Around mid-November 1888, while in Arles, van Gogh painted this "liseuse de romans," or novel-reader, today in a private collection (click on image to enlarge). She is rendered in a sketchy, expressionistic style and seems to have been an experimental piece on Vincent's part, namely because he was not working from a model, his usual practice. He painted this figure from his imagination, and if he based her on someone he knew, we don't know her identity. In the letter to his sister Wilhemina in which he describes this picture (W9), Vincent mentions his house-guest, Paul Gauguin, adding that Gauguin "strongly encourages me to work often from pure imagination." As someone who preferred to base his pictures in something tangible, even if he altered reality in the end, Vincent found this technique "de tête" a challenge.

Particularly noteworthy here is the book in the woman's hands. To a viewer of our time it seems innocuous, but a viewer of Vincent's day would instantly identify the book as a "modern" novel, typically published as yellow-covered paperbacks. Books are a recurring motif in van Gogh's work; often he depicts the novels that he enjoyed so much, by authors like Zola or the Goncourts. But such novels were acceptable reading for a man -- not for a woman. Vincent differed from most men of his time in believing women *should* read modern novels, so they themselves could be modern in thinking and worldview. As art historian Judy Sund* says it, for "this imagined female...[to be] reading a yellow book (i.e. a modern novel) with wide-eyed attention reflects the artist's conviction that everyone should read, and suggests anew that his conception of the ideal woman included a devotion to the modern fiction that was modelled on his own" ("Favoured Fictions," p. 260). Vincent's surviving letters to his sister Wil include many reading recommendations. In the letter mentioning "La Liseuse de Romans," he says, "It is a very good thing that you have at last started to read Au Bonheur des Dames" [a novel by Emile Zola about a girl working in a Parisian department store]. We can contrast Vincent's attitude with his brother Theo, who says in a letter to a female acquaintance (T1a), "...so many fine things are written that one can hardly discuss, at least with ladies. Zola, Guy de Maupassant and others will go on belonging to the forbidden fruits for a long time to come." One wonders what he thought of Vincent's encouraging Wil to read exactly those books!
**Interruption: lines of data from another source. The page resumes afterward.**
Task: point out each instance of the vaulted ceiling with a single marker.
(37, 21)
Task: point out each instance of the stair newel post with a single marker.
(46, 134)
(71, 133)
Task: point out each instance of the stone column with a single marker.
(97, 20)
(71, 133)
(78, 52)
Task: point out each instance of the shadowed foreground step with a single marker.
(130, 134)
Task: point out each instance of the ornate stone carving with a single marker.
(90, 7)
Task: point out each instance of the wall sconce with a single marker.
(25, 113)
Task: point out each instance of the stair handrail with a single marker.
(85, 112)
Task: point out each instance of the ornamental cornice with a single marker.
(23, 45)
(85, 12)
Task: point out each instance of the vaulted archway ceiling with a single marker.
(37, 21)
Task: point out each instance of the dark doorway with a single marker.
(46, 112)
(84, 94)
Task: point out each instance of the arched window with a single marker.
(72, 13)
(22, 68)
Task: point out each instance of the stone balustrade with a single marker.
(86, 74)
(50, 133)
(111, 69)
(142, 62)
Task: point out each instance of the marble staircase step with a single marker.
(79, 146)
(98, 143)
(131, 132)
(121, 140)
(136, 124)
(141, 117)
*Judy Sund, "Favoured Fictions: Women and Books in the Art of Van Gogh," Art History 11, 2 (June 1988) 255-267.

1 comment:

TA Gilbert said...

I'm conscious that I'm commenting 14 years late, but thank you for this enlightening post. I arrived here after googling the picture in English, but it's helpful that your refer to the original French name (or perhaps Vincent would have thought of it in Dutch?). I'm studying creative writing, and this painting is on the cover of my Penguin copy of David Lodge's book The Art of Fiction, so I was intrigued and wanted to know more about it. Thanks, again.